VOCAZIONE Dinanzi all’Ecce Homo che aveva in casa Nicolò trascorse moltissime ore della propria vita.
La sua caparbietà nell’intraprendere la via del convento fu decisa, quasi ostinata; capace di insistere nonostante i tentativi di proposizione di una vita diversa da parte dei familiari e dei concittadini : Nicolò aveva da sempre deciso che il proprio destino era segnato dall’amore per Dio.
La caratteristica costante della vita del frate fu l’umiltà : dal dormire su di una cassa di legno durante la permanenza in casa dei cugini dopo la morte dei genitori, alla povertà degli abiti per l’intera vita, al digiuno costante, alle continue mortificazioni della carne e dello spirito. Era come se ogni cosa della vita quotidiana fosse, per l’umile frate, una ricchezza che non era dato avere, come se da lui il Signore potesse ricevere soltanto mortificazioni in veste di dono : troppa era stata la sofferenza del Cristo sulla croce in confronto all’abbondanza di bene che Andrea sentiva di ricevere dalla vita.
La sua vocazione cristiana fu, così, sempre segnata dalla povertà e dall’umiliazione tanto che sin dalla fanciullezza era considerato un «servo di Dio», il «cristiano buono e perfetto», il figlio della predilezione amorosa di Dio.

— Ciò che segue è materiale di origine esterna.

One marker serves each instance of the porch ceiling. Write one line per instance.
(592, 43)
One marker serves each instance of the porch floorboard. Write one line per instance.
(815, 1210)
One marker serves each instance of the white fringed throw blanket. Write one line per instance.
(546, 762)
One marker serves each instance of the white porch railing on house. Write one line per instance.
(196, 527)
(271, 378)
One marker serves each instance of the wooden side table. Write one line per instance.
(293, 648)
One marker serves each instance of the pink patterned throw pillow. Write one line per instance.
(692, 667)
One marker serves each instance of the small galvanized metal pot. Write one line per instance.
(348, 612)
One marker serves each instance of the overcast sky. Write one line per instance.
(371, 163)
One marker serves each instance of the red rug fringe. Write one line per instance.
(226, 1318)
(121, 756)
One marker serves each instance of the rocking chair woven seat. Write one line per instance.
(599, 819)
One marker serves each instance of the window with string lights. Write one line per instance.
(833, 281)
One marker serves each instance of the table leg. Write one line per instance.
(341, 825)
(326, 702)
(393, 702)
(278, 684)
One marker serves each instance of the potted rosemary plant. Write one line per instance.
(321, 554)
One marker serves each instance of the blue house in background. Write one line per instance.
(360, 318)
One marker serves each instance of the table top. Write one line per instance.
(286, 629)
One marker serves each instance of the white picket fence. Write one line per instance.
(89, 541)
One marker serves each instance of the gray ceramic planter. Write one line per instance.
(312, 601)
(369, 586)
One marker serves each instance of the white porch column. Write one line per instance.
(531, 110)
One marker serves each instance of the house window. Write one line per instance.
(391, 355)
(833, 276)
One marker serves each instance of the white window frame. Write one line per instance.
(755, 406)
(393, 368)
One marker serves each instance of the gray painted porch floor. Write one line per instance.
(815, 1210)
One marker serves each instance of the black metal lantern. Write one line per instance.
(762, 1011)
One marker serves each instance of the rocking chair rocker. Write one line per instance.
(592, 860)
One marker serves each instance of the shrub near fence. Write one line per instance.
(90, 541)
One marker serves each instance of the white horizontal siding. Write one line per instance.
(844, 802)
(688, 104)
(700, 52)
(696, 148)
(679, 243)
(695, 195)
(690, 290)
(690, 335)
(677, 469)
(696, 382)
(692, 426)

Una sera di Marzo, forse del 1730, i cugini Sciortino interrogarono Nicolò sul pianto ininterrotto che aveva segnato la sua mattinata in campagna. Per nulla sorpreso, il giovane rivelò il momento esatto della chiamata da parte del Signore :
«E come posso io lagnarmi di voi che mi avete tanto amato e beneficato ? Né di altre persone ho io a querelarmi; perché nessuno mi ha mai fatto del male. Solo, cugini miei, ve lo confido di cuore, io piangevo di tenerezza, perché un lampo di luce divina mi fece conoscere che nel mondo tutto è inganno e menzogna, che si trova più sicurezza a vivere nei conventi. Ho inteso nel mio cuore che Iddio mi chiama ad entrare in religione e precisamente in quella dei Cappuccini».
Nelle foto: alcuni oggetti penitenziali con cui il frate mortificava il suo corpo.